In 2016, the board moved forward with plans for a special assessment to cover

the envelope project. The special assessment was budgeted as a capital expenditure

under section 11.1 of the Declaration. At a board meeting, directors and members

voted in favor of recommending the special assessment. A vote of the unit owners

followed. To reject the special assessment, one-third of the voting interests would have

to vote against it. The special assessment was approved with 86.63 percent of the

voting interests voting in favor. While some members did not vote, no member voted to

reject the special assessment.

Once the special assessment was approved, there were two payment options for

unit owners. A minimum initial payment of $10,000, followed by either a single lump

sum payment of the remaining balance, or a financing option with installment payments

for the remaining balance. Steichen’s total allocation for the special assessment was

$49,620.

Following member approval, board president David Buck began collecting

payment elections from unit owners. Buck e-mailed Steichen directly on February 21,

2017, asking about which payment option Steichen would use.
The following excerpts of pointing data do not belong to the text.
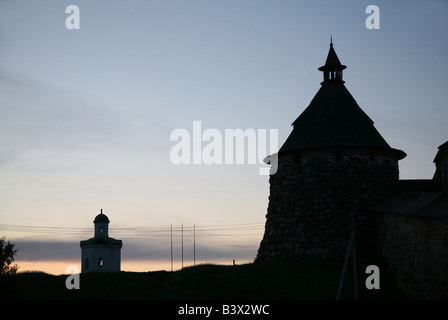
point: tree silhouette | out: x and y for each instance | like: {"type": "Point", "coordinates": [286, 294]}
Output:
{"type": "Point", "coordinates": [7, 254]}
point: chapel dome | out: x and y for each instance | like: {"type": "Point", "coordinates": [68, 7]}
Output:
{"type": "Point", "coordinates": [101, 218]}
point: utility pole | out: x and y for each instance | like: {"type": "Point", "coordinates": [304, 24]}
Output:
{"type": "Point", "coordinates": [182, 246]}
{"type": "Point", "coordinates": [194, 245]}
{"type": "Point", "coordinates": [171, 248]}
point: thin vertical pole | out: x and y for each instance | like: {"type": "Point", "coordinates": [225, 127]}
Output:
{"type": "Point", "coordinates": [355, 271]}
{"type": "Point", "coordinates": [194, 244]}
{"type": "Point", "coordinates": [347, 255]}
{"type": "Point", "coordinates": [171, 227]}
{"type": "Point", "coordinates": [182, 246]}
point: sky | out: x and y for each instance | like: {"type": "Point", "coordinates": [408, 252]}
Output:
{"type": "Point", "coordinates": [86, 114]}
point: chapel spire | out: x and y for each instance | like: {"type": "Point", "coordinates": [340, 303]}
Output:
{"type": "Point", "coordinates": [333, 68]}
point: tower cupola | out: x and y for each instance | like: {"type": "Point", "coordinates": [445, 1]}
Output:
{"type": "Point", "coordinates": [101, 223]}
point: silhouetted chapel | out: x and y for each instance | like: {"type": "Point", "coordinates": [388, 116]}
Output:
{"type": "Point", "coordinates": [101, 253]}
{"type": "Point", "coordinates": [331, 169]}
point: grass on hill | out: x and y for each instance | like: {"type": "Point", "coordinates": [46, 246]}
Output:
{"type": "Point", "coordinates": [284, 280]}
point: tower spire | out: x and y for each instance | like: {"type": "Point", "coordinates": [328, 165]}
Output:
{"type": "Point", "coordinates": [333, 68]}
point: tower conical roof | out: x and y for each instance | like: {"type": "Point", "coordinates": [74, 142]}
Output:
{"type": "Point", "coordinates": [334, 118]}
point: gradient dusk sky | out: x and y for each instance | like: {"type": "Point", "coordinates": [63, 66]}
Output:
{"type": "Point", "coordinates": [86, 115]}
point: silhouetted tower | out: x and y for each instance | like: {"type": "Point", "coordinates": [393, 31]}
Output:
{"type": "Point", "coordinates": [331, 169]}
{"type": "Point", "coordinates": [101, 253]}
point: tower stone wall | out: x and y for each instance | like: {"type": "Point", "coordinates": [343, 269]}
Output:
{"type": "Point", "coordinates": [316, 196]}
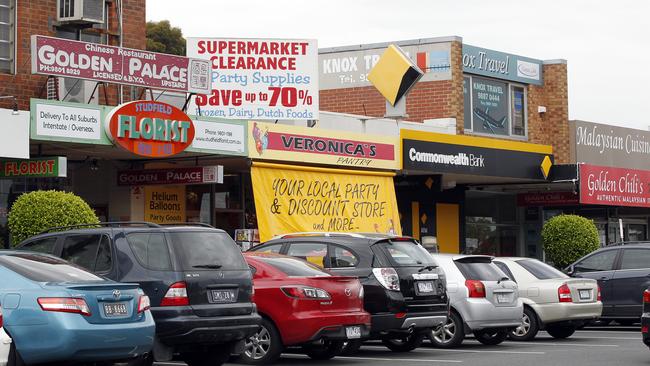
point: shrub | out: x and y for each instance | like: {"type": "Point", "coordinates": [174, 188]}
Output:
{"type": "Point", "coordinates": [567, 238]}
{"type": "Point", "coordinates": [39, 210]}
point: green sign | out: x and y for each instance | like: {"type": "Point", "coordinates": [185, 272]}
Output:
{"type": "Point", "coordinates": [51, 167]}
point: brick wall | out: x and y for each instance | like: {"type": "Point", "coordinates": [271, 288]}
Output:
{"type": "Point", "coordinates": [444, 99]}
{"type": "Point", "coordinates": [37, 17]}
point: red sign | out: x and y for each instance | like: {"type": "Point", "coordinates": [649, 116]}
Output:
{"type": "Point", "coordinates": [103, 63]}
{"type": "Point", "coordinates": [190, 175]}
{"type": "Point", "coordinates": [149, 128]}
{"type": "Point", "coordinates": [547, 199]}
{"type": "Point", "coordinates": [614, 186]}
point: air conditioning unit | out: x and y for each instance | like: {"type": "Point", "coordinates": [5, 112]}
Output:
{"type": "Point", "coordinates": [77, 91]}
{"type": "Point", "coordinates": [80, 11]}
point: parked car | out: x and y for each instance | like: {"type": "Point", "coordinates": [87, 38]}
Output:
{"type": "Point", "coordinates": [5, 343]}
{"type": "Point", "coordinates": [302, 305]}
{"type": "Point", "coordinates": [404, 288]}
{"type": "Point", "coordinates": [57, 312]}
{"type": "Point", "coordinates": [483, 301]}
{"type": "Point", "coordinates": [645, 318]}
{"type": "Point", "coordinates": [198, 281]}
{"type": "Point", "coordinates": [623, 273]}
{"type": "Point", "coordinates": [552, 300]}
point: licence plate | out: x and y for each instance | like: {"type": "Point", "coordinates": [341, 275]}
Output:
{"type": "Point", "coordinates": [425, 287]}
{"type": "Point", "coordinates": [353, 332]}
{"type": "Point", "coordinates": [115, 309]}
{"type": "Point", "coordinates": [223, 296]}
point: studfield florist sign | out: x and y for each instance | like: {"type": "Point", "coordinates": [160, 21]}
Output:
{"type": "Point", "coordinates": [258, 78]}
{"type": "Point", "coordinates": [601, 185]}
{"type": "Point", "coordinates": [103, 63]}
{"type": "Point", "coordinates": [189, 175]}
{"type": "Point", "coordinates": [149, 128]}
{"type": "Point", "coordinates": [269, 141]}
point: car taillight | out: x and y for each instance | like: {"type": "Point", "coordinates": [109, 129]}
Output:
{"type": "Point", "coordinates": [387, 277]}
{"type": "Point", "coordinates": [564, 293]}
{"type": "Point", "coordinates": [475, 287]}
{"type": "Point", "coordinates": [176, 295]}
{"type": "Point", "coordinates": [64, 305]}
{"type": "Point", "coordinates": [144, 304]}
{"type": "Point", "coordinates": [646, 297]}
{"type": "Point", "coordinates": [304, 292]}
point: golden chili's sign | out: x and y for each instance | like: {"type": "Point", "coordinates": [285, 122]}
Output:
{"type": "Point", "coordinates": [150, 128]}
{"type": "Point", "coordinates": [303, 199]}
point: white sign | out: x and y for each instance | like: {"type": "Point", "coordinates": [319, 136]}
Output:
{"type": "Point", "coordinates": [258, 78]}
{"type": "Point", "coordinates": [14, 139]}
{"type": "Point", "coordinates": [217, 136]}
{"type": "Point", "coordinates": [69, 122]}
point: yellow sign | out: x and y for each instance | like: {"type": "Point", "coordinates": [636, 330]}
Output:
{"type": "Point", "coordinates": [291, 199]}
{"type": "Point", "coordinates": [270, 141]}
{"type": "Point", "coordinates": [394, 74]}
{"type": "Point", "coordinates": [164, 204]}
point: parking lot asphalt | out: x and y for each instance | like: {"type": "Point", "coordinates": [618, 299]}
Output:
{"type": "Point", "coordinates": [592, 346]}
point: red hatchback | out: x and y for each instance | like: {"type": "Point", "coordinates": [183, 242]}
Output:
{"type": "Point", "coordinates": [302, 305]}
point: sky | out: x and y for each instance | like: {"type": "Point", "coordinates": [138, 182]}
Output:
{"type": "Point", "coordinates": [606, 44]}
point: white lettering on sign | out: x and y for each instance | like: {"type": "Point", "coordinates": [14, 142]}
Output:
{"type": "Point", "coordinates": [72, 122]}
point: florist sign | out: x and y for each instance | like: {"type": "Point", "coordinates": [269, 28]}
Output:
{"type": "Point", "coordinates": [150, 129]}
{"type": "Point", "coordinates": [110, 64]}
{"type": "Point", "coordinates": [614, 186]}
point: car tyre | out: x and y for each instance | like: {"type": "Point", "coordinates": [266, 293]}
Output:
{"type": "Point", "coordinates": [406, 344]}
{"type": "Point", "coordinates": [351, 347]}
{"type": "Point", "coordinates": [14, 358]}
{"type": "Point", "coordinates": [263, 347]}
{"type": "Point", "coordinates": [491, 337]}
{"type": "Point", "coordinates": [449, 335]}
{"type": "Point", "coordinates": [324, 350]}
{"type": "Point", "coordinates": [560, 331]}
{"type": "Point", "coordinates": [528, 329]}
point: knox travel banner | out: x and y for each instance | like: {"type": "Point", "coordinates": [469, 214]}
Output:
{"type": "Point", "coordinates": [291, 199]}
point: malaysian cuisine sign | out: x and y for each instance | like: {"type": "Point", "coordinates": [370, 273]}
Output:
{"type": "Point", "coordinates": [601, 185]}
{"type": "Point", "coordinates": [268, 141]}
{"type": "Point", "coordinates": [110, 64]}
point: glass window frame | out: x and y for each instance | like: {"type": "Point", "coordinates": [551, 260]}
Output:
{"type": "Point", "coordinates": [510, 85]}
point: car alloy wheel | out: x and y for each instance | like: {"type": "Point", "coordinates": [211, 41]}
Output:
{"type": "Point", "coordinates": [524, 328]}
{"type": "Point", "coordinates": [258, 345]}
{"type": "Point", "coordinates": [445, 333]}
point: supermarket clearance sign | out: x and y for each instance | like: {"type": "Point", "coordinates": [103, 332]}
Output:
{"type": "Point", "coordinates": [110, 64]}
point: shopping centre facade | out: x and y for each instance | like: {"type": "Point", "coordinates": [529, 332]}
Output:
{"type": "Point", "coordinates": [478, 155]}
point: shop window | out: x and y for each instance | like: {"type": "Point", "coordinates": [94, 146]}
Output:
{"type": "Point", "coordinates": [494, 107]}
{"type": "Point", "coordinates": [7, 36]}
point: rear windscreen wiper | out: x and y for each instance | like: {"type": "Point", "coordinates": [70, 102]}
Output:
{"type": "Point", "coordinates": [209, 266]}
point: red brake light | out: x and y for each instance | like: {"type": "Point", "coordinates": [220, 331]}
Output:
{"type": "Point", "coordinates": [564, 293]}
{"type": "Point", "coordinates": [304, 292]}
{"type": "Point", "coordinates": [476, 288]}
{"type": "Point", "coordinates": [144, 304]}
{"type": "Point", "coordinates": [64, 305]}
{"type": "Point", "coordinates": [176, 295]}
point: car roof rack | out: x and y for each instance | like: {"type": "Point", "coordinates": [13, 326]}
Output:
{"type": "Point", "coordinates": [201, 224]}
{"type": "Point", "coordinates": [101, 224]}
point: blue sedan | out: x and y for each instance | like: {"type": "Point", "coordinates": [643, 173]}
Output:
{"type": "Point", "coordinates": [58, 312]}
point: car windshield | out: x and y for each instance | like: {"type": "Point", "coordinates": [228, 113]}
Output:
{"type": "Point", "coordinates": [294, 267]}
{"type": "Point", "coordinates": [41, 268]}
{"type": "Point", "coordinates": [207, 251]}
{"type": "Point", "coordinates": [540, 270]}
{"type": "Point", "coordinates": [479, 268]}
{"type": "Point", "coordinates": [406, 253]}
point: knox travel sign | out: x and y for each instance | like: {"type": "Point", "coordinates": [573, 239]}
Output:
{"type": "Point", "coordinates": [150, 129]}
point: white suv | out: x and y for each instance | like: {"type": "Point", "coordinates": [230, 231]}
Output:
{"type": "Point", "coordinates": [483, 301]}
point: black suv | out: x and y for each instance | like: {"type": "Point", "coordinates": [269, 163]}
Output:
{"type": "Point", "coordinates": [195, 275]}
{"type": "Point", "coordinates": [623, 273]}
{"type": "Point", "coordinates": [404, 289]}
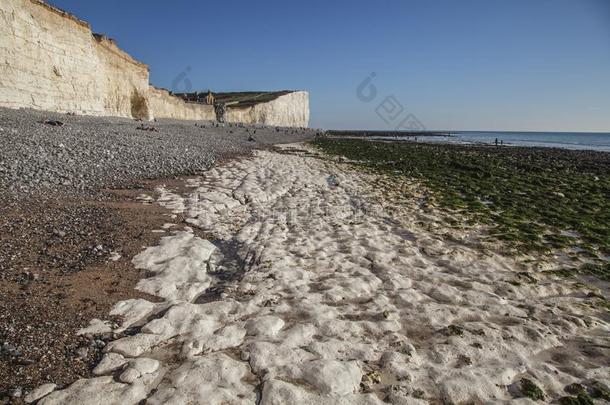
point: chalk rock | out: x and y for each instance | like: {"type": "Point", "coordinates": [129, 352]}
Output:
{"type": "Point", "coordinates": [264, 326]}
{"type": "Point", "coordinates": [110, 362]}
{"type": "Point", "coordinates": [333, 377]}
{"type": "Point", "coordinates": [39, 392]}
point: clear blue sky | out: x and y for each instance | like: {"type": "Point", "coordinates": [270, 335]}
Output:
{"type": "Point", "coordinates": [472, 64]}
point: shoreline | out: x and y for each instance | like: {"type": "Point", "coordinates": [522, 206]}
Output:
{"type": "Point", "coordinates": [302, 302]}
{"type": "Point", "coordinates": [276, 220]}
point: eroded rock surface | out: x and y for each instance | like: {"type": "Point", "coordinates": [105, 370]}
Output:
{"type": "Point", "coordinates": [314, 287]}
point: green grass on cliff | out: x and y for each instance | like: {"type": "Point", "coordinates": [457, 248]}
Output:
{"type": "Point", "coordinates": [535, 199]}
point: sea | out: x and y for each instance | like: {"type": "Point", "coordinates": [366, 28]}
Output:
{"type": "Point", "coordinates": [567, 140]}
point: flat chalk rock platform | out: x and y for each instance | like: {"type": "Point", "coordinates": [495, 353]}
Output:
{"type": "Point", "coordinates": [312, 287]}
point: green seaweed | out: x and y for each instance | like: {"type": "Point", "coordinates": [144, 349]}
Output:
{"type": "Point", "coordinates": [531, 390]}
{"type": "Point", "coordinates": [533, 199]}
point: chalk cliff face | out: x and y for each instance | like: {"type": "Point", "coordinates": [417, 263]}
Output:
{"type": "Point", "coordinates": [290, 110]}
{"type": "Point", "coordinates": [166, 105]}
{"type": "Point", "coordinates": [50, 60]}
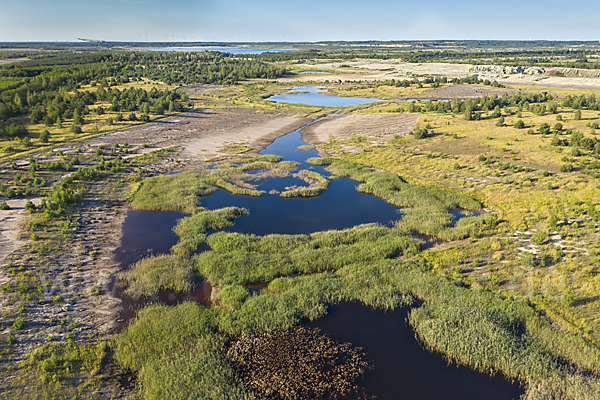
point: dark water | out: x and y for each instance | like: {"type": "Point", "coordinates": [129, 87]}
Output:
{"type": "Point", "coordinates": [146, 232]}
{"type": "Point", "coordinates": [316, 97]}
{"type": "Point", "coordinates": [339, 207]}
{"type": "Point", "coordinates": [403, 370]}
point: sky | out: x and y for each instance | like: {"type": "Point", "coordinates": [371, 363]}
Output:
{"type": "Point", "coordinates": [298, 21]}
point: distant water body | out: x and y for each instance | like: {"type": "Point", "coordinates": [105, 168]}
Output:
{"type": "Point", "coordinates": [232, 50]}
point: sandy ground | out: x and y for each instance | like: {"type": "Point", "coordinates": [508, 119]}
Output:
{"type": "Point", "coordinates": [396, 69]}
{"type": "Point", "coordinates": [377, 128]}
{"type": "Point", "coordinates": [203, 133]}
{"type": "Point", "coordinates": [255, 136]}
{"type": "Point", "coordinates": [10, 227]}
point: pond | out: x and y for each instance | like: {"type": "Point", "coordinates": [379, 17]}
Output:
{"type": "Point", "coordinates": [403, 370]}
{"type": "Point", "coordinates": [316, 96]}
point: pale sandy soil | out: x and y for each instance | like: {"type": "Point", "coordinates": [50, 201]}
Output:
{"type": "Point", "coordinates": [372, 70]}
{"type": "Point", "coordinates": [201, 134]}
{"type": "Point", "coordinates": [255, 136]}
{"type": "Point", "coordinates": [376, 128]}
{"type": "Point", "coordinates": [9, 227]}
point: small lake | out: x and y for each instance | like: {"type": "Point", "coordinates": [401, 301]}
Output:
{"type": "Point", "coordinates": [403, 370]}
{"type": "Point", "coordinates": [316, 96]}
{"type": "Point", "coordinates": [232, 50]}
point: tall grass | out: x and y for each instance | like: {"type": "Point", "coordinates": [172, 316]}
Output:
{"type": "Point", "coordinates": [182, 192]}
{"type": "Point", "coordinates": [255, 261]}
{"type": "Point", "coordinates": [175, 271]}
{"type": "Point", "coordinates": [177, 354]}
{"type": "Point", "coordinates": [473, 327]}
{"type": "Point", "coordinates": [425, 209]}
{"type": "Point", "coordinates": [171, 193]}
{"type": "Point", "coordinates": [233, 189]}
{"type": "Point", "coordinates": [162, 272]}
{"type": "Point", "coordinates": [313, 190]}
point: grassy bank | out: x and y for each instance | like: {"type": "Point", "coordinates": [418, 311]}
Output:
{"type": "Point", "coordinates": [174, 271]}
{"type": "Point", "coordinates": [477, 328]}
{"type": "Point", "coordinates": [182, 192]}
{"type": "Point", "coordinates": [318, 184]}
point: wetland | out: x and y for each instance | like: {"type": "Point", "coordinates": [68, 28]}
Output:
{"type": "Point", "coordinates": [421, 249]}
Steichen claimed that

this was the first correspondence he had received about the special assessment. While

Steichen was included on several e-mails from board treasurer Robert Moore, he

claimed that the e-mail address was several years old and defunct. Steichen asked

-3- No. 82407-4-I/4

Buck to forward all information about the special assessment. Buck e-mailed the

requested information that same day.

On March 3, 2017, Steichen asked for 30 days to liquidate an investment to pay

the special assessment. Buck followed up three times asking whether Steichen

planned to pay the full amount or enter into the installment plan. Buck also notified

Steichen that the board planned to start collecting installment payments by April 1. On

March 21, Steichen signified his intent to pay off the special assessment in full but was

unsure if he could do so by April 1. Steichen also said that his first payment would be

$10,000 and he would pay the remainder within 90 days.

Buck responded:

We’ll set it up as an HOA financed installment payment ($10,000 down, 15 year am; 5 year fixed rate; monthly payments; front-end financing cost spread over year one allocated prorate per % interests among the financing owners; $250 prepayment fee).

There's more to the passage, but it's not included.